【イチから解説】北陸新幹線福井へ でも関西が遠くなる?
■直通特急消え途中で「乗り換え」…時短わずか「3分」の区間も
もちろん、乗り換えの手間があっても移動時間が短くなればいいのですが、実際どうなるのでしょうか。12月15日に発表されたダイヤを見ていきましょう。
大阪からの所要時間は富山までは最短2時間35分と29分の短縮。 金沢までは最短2時間9分と22分短縮されます。ただ、福井までだと最短1時間44分と短縮はわずか3分となります。 「3分の短縮のために乗り換え」ではかえって不便と感じる方も多いと思います。
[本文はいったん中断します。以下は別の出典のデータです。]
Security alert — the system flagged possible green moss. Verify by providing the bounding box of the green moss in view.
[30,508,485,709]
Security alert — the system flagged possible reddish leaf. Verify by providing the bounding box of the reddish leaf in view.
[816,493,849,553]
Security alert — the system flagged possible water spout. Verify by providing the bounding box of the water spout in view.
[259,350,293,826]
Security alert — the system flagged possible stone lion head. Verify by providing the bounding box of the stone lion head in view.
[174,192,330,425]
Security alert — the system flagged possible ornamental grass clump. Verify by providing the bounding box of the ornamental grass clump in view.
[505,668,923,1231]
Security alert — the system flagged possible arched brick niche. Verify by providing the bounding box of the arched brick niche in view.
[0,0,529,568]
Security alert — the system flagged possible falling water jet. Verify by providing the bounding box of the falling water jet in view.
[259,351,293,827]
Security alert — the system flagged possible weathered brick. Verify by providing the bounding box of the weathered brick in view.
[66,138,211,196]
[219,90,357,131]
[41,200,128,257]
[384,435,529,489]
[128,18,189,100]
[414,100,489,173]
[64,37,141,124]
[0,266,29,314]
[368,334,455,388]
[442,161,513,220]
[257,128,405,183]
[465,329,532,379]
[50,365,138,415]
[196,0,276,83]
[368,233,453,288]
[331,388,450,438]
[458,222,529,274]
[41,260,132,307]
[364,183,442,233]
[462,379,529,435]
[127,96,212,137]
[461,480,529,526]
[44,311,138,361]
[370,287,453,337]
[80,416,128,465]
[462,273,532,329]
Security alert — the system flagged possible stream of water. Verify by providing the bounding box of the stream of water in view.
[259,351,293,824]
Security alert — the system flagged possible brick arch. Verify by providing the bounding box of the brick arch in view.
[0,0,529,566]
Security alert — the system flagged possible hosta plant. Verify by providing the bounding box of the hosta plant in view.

なぜこういうことになるのでしょうか。
■新幹線開業で価格アップも所要時間ほぼ変わらず…ナゼ?
当然のことですが、在来線から新幹線に変わる距離の長さで時短の効果は変わります。 敦賀と福井の間はわずか49キロ。いま特急でも29分の距離。新幹線が16分で結ぶことになりますが時短効果はわずかとなります。 そして、もう1つのポイントは乗り換えの拠点となる「敦賀駅」にあります。
特急の到着から乗り継ぎの新幹線の出発まで(その逆の乗り継ぎも)最低8分の余裕をとっています。中にはダイヤの都合で10分以上空く接続もあります。 これも新幹線の時短効果を薄めてしまう原因です。 さらに値段も上がります。 普通車指定席は大阪~福井で6140円が7290円に。大阪~金沢で7790円が9410円に。金沢も22分という短縮時間の割には値段が高くなるという声も聞かれます。 乗り換えが加わり、値段も上がるとなると、関西と北陸の心理的距離が”遠く”なると心配されているわけです。
■接続3分「日本一短い新幹線」の方が便利?敦賀駅「8分」かかるワケ
去年9月、長崎県と佐賀県の間で開業した西九州新幹線も福岡の博多へ行くには乗り換えが必要です。
その乗り換え駅となる武雄温泉駅は新幹線と在来線特急が同じホームに発着し、ホームの反対側の列車に乗ればいいように作られ3分で接続します。
一方、北陸新幹線の敦賀駅は周囲の地形の関係で新幹線ホームは地上から高さ21メートルに設けられました。一方、在来線特急のホームは地上に作られたのでエスカレーターやエレベーターもあるとはいえ上下移動せざるを得ません。また途中に改札も設けられ切符を通す必要もあります。 実際、報道公開された駅の取材で乗り換えを体験し計ってみたら、3分26秒かかったそうです。新幹線列車の端から在来線列車の端まで移動するケースもあり余裕をみて最低8分の乗り継ぎ時間となりました。